WIKEPEDIA describes land reform as an “alteration in the societal arrangements whereby a government administers the ownership of land.” Often controversial, its implementation is invariably fraught with near-insurmountable difficulties since it consists essentially in the transfer of ownership of land from the powerful few (nobles, colonizers and their modern counterparts) to the poor and powerless majority of a feudal nation.

The fact remains, however, that nations which succeeded in economically empowering their peoples did so with a definitive break from feudal “societal arrangements” through honest-to-goodness land reforms. In Europe, to mention a few, Denmark had its first land reform legislation in 1919, Finland and Sweden even earlier in 1757 and France in the 1790’s, towards the end of the French revolution.

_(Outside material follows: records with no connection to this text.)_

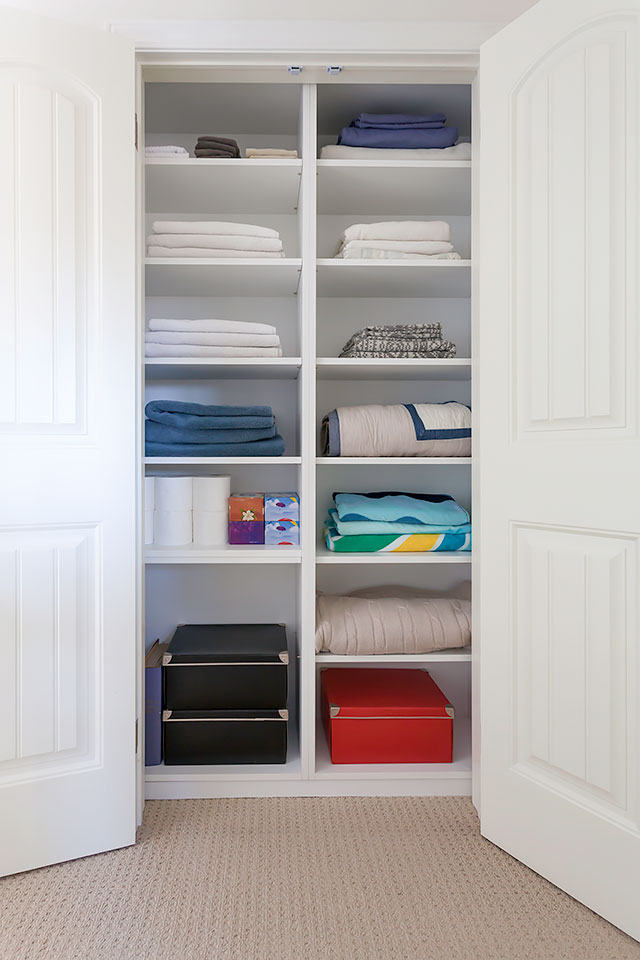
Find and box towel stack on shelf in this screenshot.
[144,143,189,160]
[147,220,284,260]
[145,400,284,457]
[145,319,282,357]
[324,492,471,553]
[340,323,456,359]
[338,113,458,150]
[336,220,460,261]
[193,135,240,160]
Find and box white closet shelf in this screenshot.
[144,357,302,380]
[316,457,472,467]
[316,717,471,780]
[316,357,471,380]
[145,257,302,297]
[316,547,471,564]
[316,647,471,666]
[145,157,302,216]
[318,160,471,216]
[144,457,302,467]
[144,543,302,563]
[317,257,471,298]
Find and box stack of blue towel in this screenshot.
[338,113,458,150]
[145,400,284,457]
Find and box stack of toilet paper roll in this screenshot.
[193,476,231,546]
[144,476,231,547]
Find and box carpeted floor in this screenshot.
[0,797,640,960]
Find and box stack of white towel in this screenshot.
[336,220,460,260]
[147,220,284,260]
[145,320,282,357]
[144,143,189,160]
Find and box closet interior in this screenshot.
[139,71,472,799]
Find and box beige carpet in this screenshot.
[0,798,640,960]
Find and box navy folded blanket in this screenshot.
[144,420,276,443]
[145,433,284,457]
[144,400,275,430]
[338,127,458,150]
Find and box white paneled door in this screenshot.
[0,7,136,874]
[475,0,640,938]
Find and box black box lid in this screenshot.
[162,623,289,666]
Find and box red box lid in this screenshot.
[321,667,453,718]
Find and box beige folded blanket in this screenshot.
[147,233,282,249]
[151,220,280,240]
[316,586,471,656]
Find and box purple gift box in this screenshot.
[229,520,264,543]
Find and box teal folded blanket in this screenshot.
[144,400,275,430]
[329,509,471,537]
[144,418,276,444]
[145,433,284,457]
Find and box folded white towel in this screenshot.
[147,233,282,249]
[144,343,282,357]
[145,330,280,347]
[338,240,453,256]
[335,247,461,260]
[147,246,284,260]
[320,143,471,161]
[147,317,278,334]
[151,220,280,240]
[342,220,451,244]
[245,147,298,158]
[144,143,189,157]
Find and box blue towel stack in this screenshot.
[145,400,284,457]
[338,113,458,150]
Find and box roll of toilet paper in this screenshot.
[193,476,231,513]
[153,510,193,547]
[144,510,153,544]
[193,510,229,547]
[155,477,193,513]
[144,477,156,510]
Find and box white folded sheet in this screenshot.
[145,330,280,347]
[320,143,471,161]
[147,233,282,249]
[144,343,282,358]
[342,220,453,242]
[151,220,280,240]
[335,247,461,260]
[147,246,284,260]
[147,317,277,334]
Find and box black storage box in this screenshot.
[162,710,289,766]
[162,623,289,712]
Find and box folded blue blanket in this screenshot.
[350,113,447,130]
[144,417,276,443]
[329,509,471,537]
[333,492,469,532]
[144,433,284,457]
[338,127,458,150]
[144,400,275,430]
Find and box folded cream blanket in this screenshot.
[144,343,282,357]
[145,330,280,347]
[320,143,471,161]
[151,220,280,240]
[316,586,471,656]
[147,245,284,260]
[147,233,282,256]
[147,318,277,333]
[342,220,453,244]
[245,147,298,159]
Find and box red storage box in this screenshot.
[321,667,453,763]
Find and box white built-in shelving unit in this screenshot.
[140,75,472,798]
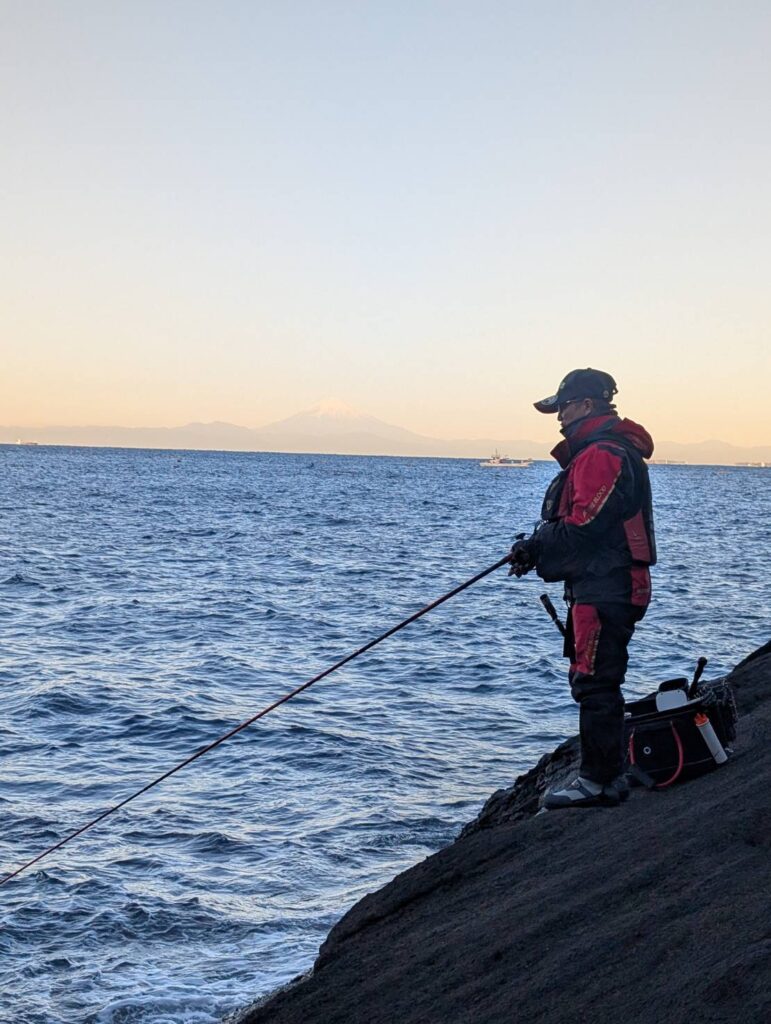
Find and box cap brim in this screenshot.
[532,394,559,413]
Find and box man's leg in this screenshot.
[569,604,641,785]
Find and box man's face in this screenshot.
[557,398,592,427]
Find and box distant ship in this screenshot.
[479,450,532,469]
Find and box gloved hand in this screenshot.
[509,534,536,578]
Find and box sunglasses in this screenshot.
[557,398,586,413]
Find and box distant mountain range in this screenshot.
[0,401,771,465]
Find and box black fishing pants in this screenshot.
[565,604,644,784]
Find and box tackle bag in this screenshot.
[624,679,737,790]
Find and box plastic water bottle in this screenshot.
[693,712,728,765]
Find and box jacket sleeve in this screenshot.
[534,444,627,583]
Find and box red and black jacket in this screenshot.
[533,416,656,609]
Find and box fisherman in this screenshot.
[511,369,656,810]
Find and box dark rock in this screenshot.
[233,645,771,1024]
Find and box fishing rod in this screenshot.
[0,553,518,886]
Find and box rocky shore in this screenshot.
[237,643,771,1024]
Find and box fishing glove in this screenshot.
[509,534,536,578]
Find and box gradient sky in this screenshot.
[0,0,771,443]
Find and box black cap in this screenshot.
[533,367,618,413]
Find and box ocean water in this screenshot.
[0,447,771,1024]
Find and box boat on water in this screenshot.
[479,450,532,469]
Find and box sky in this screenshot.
[0,0,771,444]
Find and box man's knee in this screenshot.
[570,672,624,707]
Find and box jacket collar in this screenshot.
[551,415,618,469]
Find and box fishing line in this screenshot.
[0,554,518,886]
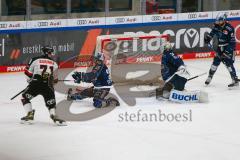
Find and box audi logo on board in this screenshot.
[38,22,48,27]
[115,18,125,23]
[188,13,197,19]
[77,19,87,25]
[0,23,7,28]
[151,16,161,21]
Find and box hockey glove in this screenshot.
[176,65,190,79]
[204,33,212,44]
[72,72,83,83]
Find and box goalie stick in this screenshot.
[149,72,207,97]
[10,88,27,100]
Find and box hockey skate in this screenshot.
[67,88,72,101]
[21,110,35,124]
[50,115,67,126]
[106,97,120,107]
[228,78,239,88]
[205,75,212,85]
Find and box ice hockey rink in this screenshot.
[0,58,240,160]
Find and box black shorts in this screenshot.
[22,81,56,108]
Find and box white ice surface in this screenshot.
[0,59,240,160]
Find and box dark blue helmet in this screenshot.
[94,52,104,62]
[215,13,227,24]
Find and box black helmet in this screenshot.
[42,46,54,55]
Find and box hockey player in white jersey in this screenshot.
[21,47,66,125]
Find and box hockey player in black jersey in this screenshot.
[21,47,66,125]
[204,13,239,87]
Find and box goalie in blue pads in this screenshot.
[156,42,208,103]
[67,53,120,108]
[204,13,239,87]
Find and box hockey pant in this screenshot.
[156,74,187,98]
[71,87,119,108]
[22,81,56,110]
[209,46,237,80]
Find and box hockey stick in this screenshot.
[207,43,232,59]
[149,72,207,97]
[58,79,74,82]
[10,88,26,100]
[187,72,207,81]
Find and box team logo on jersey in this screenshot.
[184,28,199,48]
[0,38,5,56]
[223,30,228,34]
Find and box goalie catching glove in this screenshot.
[72,72,84,83]
[176,65,190,79]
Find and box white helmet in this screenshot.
[215,13,227,24]
[163,41,172,50]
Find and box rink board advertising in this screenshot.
[0,11,240,72]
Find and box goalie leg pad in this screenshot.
[170,74,187,91]
[93,88,110,108]
[156,83,173,99]
[169,89,208,103]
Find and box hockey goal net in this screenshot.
[95,34,169,84]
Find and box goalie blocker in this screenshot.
[156,42,208,103]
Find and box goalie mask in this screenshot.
[42,46,55,55]
[215,13,227,26]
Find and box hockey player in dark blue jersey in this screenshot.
[204,13,239,87]
[67,53,120,108]
[156,42,190,98]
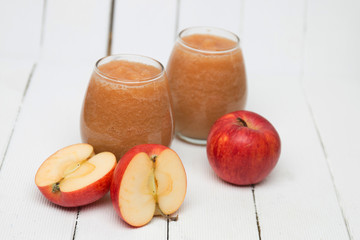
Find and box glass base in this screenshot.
[176,132,207,146]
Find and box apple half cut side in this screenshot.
[110,144,187,227]
[35,143,116,207]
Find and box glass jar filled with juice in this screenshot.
[166,27,247,144]
[80,55,174,160]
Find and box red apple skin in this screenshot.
[207,110,281,185]
[110,144,169,227]
[38,164,115,207]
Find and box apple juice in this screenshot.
[81,55,174,160]
[167,27,247,143]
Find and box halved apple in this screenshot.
[110,144,187,227]
[35,143,116,207]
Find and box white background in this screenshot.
[0,0,360,239]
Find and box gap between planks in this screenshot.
[0,0,47,173]
[0,62,37,172]
[300,0,353,240]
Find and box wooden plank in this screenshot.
[169,0,258,239]
[304,1,360,239]
[0,0,43,163]
[178,0,245,37]
[0,0,109,239]
[169,139,258,239]
[242,0,305,78]
[112,0,176,66]
[248,76,348,239]
[244,0,348,239]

In Asia, Japan did it first in 1897, then again in 1947. “Tiger economies” like South Korea did it in 1945-50 and Taiwan in 1950. China, now the second biggest economy, tried one in 1940 but the straw that broke the camel’s back came with Mao in 1946.

The Philippines, a non-tiger, was last to start with a feeble land reform program in the 1960’s followed by the now-failed Comprehensive Agrarian Reform Program (Carp) in the 1980s.

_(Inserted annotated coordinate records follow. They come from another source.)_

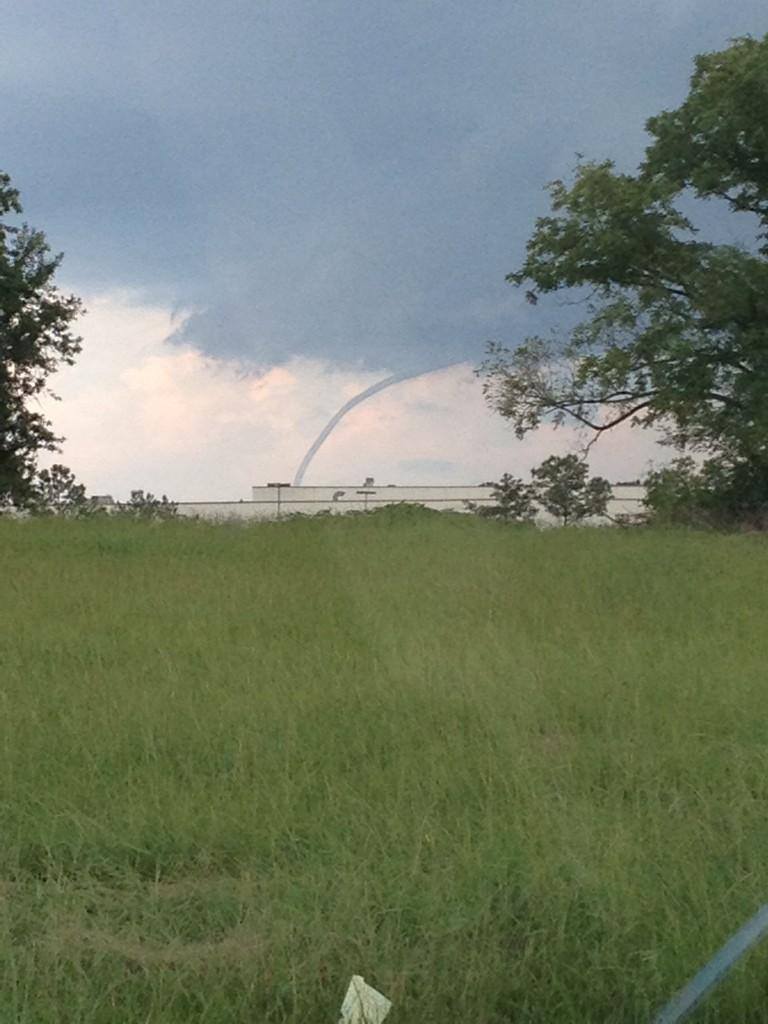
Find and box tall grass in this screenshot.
[0,516,768,1024]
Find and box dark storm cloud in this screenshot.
[0,0,768,372]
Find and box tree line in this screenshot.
[0,35,768,528]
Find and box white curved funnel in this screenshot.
[293,362,462,487]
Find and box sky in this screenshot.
[0,0,768,500]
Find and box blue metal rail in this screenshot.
[653,903,768,1024]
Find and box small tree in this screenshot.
[29,463,95,516]
[464,473,536,522]
[0,172,82,508]
[530,455,610,526]
[118,490,178,519]
[643,457,768,529]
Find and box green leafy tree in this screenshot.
[0,172,82,508]
[476,36,768,514]
[28,463,95,516]
[117,490,178,519]
[530,455,610,526]
[464,473,536,522]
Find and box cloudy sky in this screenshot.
[0,0,768,499]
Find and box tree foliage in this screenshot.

In Latin America and Africa, land reform is a major component in their efforts to decolonize themselves. Former colonies there that are socially restructuring and rejecting colonial values through land reform are enjoying vibrant economic surges and catching the world’s attention.

The Cory administration’s Carp fell flat after 20 years, killed by government corruption that was abetted by opponents of land reform. President Noynoy Aquino’s administration could revive it with a definitive resolution of the Hacienda Luisita controversy. Far from being intra-corporate, it is a national issue that could decide whether or not we Filipinos will finally disabuse ourselves of our lingering colonial mentality that makes a few decide what is good for the many who, in turn, think of their survival as a gift from their bosses in the farm, in the workplace and even in church.

We need to free ourselves from feudal structures and values, a “societal arrangement” that dates back to the colonial era. Controversial or not, difficult or not, we just have to try land reform again until we succeed. Either that or remain a colony, this time of privileged few fellow Filipinos. Hacienda Luisita could restart it by shunning compromise agreements and complying with our land reform laws strictly.

Decolonization is to break the shackles of our colonial past.

Land reform can do it for us if earnestly pursued as our more progressive neighbors have gone ahead and shown us.